Voice/Vision Holocaust Survivor Oral History Archive

Harry Praw - June 30, 1982

Problems After Liberation

Uh-huh.

And then I lived in Bergen--I lived on the British, oh, for about five, six months but then I moved to the American sector, I mean, as people started traveling. We started traveling from one city to the other after the war it was about in the end of April, the middle of May because they started coming from different directions. We heard that, "Oh, here's a Jewish camp, and there's a Jewish camp, and there's another Jewish camp," and they started coming from all over. So what everybody said, "Why don't you go..." the American sector was better. The Jews were better treated on the American side than on the British side. Because we couldn't do nothing to the Germans, no matter what they did. As a matter of fact...

What happened to the Germans that you saw in the camp?

Well they said some of them--they killed some of them. I mean, some of them they shot, some of them--they hung some of the--a few of them they hung there. If the English didn't kill them, the Russians killed a few of them. A week or two later after I was liberated by the so-called lib...my liberators, we smuggled ourselves out of camp just to look for food, me and a friend of mine who lives now in Montreal. The--and the English made a raid and rounded up all the Jews that they found running in the countryside begging for food.

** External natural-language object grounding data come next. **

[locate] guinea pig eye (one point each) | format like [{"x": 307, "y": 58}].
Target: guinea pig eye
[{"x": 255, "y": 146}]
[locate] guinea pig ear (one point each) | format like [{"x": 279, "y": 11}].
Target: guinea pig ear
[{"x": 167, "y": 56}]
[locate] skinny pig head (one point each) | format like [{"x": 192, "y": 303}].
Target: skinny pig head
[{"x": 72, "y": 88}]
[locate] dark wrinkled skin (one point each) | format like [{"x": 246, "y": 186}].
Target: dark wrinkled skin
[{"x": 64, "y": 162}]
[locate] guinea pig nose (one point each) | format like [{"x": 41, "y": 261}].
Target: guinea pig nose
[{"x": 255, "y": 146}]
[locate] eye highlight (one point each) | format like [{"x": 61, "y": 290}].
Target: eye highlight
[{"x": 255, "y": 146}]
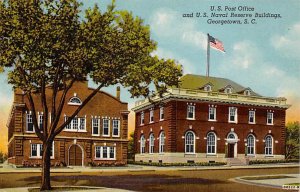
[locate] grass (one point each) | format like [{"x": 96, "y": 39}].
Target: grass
[{"x": 267, "y": 177}]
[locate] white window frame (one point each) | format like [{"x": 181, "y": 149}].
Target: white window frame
[
  {"x": 212, "y": 111},
  {"x": 108, "y": 152},
  {"x": 251, "y": 113},
  {"x": 142, "y": 144},
  {"x": 191, "y": 109},
  {"x": 151, "y": 116},
  {"x": 142, "y": 118},
  {"x": 95, "y": 124},
  {"x": 250, "y": 145},
  {"x": 151, "y": 143},
  {"x": 114, "y": 121},
  {"x": 269, "y": 145},
  {"x": 29, "y": 120},
  {"x": 189, "y": 141},
  {"x": 270, "y": 116},
  {"x": 39, "y": 148},
  {"x": 108, "y": 124},
  {"x": 230, "y": 115},
  {"x": 162, "y": 142},
  {"x": 211, "y": 143},
  {"x": 161, "y": 114},
  {"x": 75, "y": 124}
]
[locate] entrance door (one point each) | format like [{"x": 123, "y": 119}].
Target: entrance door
[
  {"x": 75, "y": 156},
  {"x": 230, "y": 150}
]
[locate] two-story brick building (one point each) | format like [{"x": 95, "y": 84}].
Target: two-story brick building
[
  {"x": 209, "y": 119},
  {"x": 97, "y": 134}
]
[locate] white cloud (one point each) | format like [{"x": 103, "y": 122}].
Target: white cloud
[
  {"x": 169, "y": 23},
  {"x": 289, "y": 43}
]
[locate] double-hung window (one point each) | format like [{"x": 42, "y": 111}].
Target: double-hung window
[
  {"x": 151, "y": 116},
  {"x": 269, "y": 118},
  {"x": 212, "y": 114},
  {"x": 29, "y": 123},
  {"x": 190, "y": 112},
  {"x": 232, "y": 115},
  {"x": 116, "y": 128},
  {"x": 96, "y": 126},
  {"x": 161, "y": 113},
  {"x": 105, "y": 127},
  {"x": 252, "y": 117}
]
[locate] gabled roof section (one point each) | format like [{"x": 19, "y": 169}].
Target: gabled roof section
[{"x": 190, "y": 81}]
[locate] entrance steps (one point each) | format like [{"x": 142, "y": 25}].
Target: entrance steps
[{"x": 237, "y": 161}]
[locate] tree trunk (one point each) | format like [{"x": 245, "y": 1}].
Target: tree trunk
[{"x": 46, "y": 166}]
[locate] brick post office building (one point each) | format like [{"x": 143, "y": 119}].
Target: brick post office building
[
  {"x": 209, "y": 119},
  {"x": 97, "y": 134}
]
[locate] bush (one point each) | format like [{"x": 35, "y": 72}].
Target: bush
[{"x": 273, "y": 161}]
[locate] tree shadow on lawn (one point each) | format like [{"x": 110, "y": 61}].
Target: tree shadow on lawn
[{"x": 130, "y": 182}]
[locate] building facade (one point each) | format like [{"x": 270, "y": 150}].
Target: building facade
[
  {"x": 209, "y": 119},
  {"x": 97, "y": 135}
]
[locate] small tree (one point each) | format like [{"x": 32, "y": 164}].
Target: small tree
[
  {"x": 131, "y": 147},
  {"x": 44, "y": 44},
  {"x": 292, "y": 140}
]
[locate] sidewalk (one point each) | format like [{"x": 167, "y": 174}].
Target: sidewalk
[{"x": 136, "y": 168}]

So they arrested me for my good luck, they arrested me and this friend of mine that lives now in Montreal. And some German woman came in and made a complaint that my friend killed a German. This was a week after we were liberated. They kept us in jail for about a week and the woman came in and said this man had killed her husband. And these were my liberators. We were...

Why weren't you provided with food at that time? I mean why didn't they...

Their excuse, their excuse was they were afraid we would get sick being that we, we were--I must have weighed about forty or fifty pounds after I got out. So they were afraid that we will die or that something will happen or that we'll get some kind of disease. So we tried to run out, we tried to run the gates, smuggle ourselves out of camp to see if we can beg for some food. They kept me in jail for about a week with this friend of mine until we had a Jewish--a British Jewish soldier and he spoke a little Yiddish and he asked us what happened and we had to explain that we weren't even at the place where she said my friend killed a German. By then it got you to wonder--nobody wanted to know what happened to me, my side of the family but they were worried that a German got--they killed a German. So they kept us and we were lucky that this Jewish soldier came in and he--we proved to him that we weren't even nearby. So they let us out after keeping us locked up a week in jail. That was my liberators--the good British.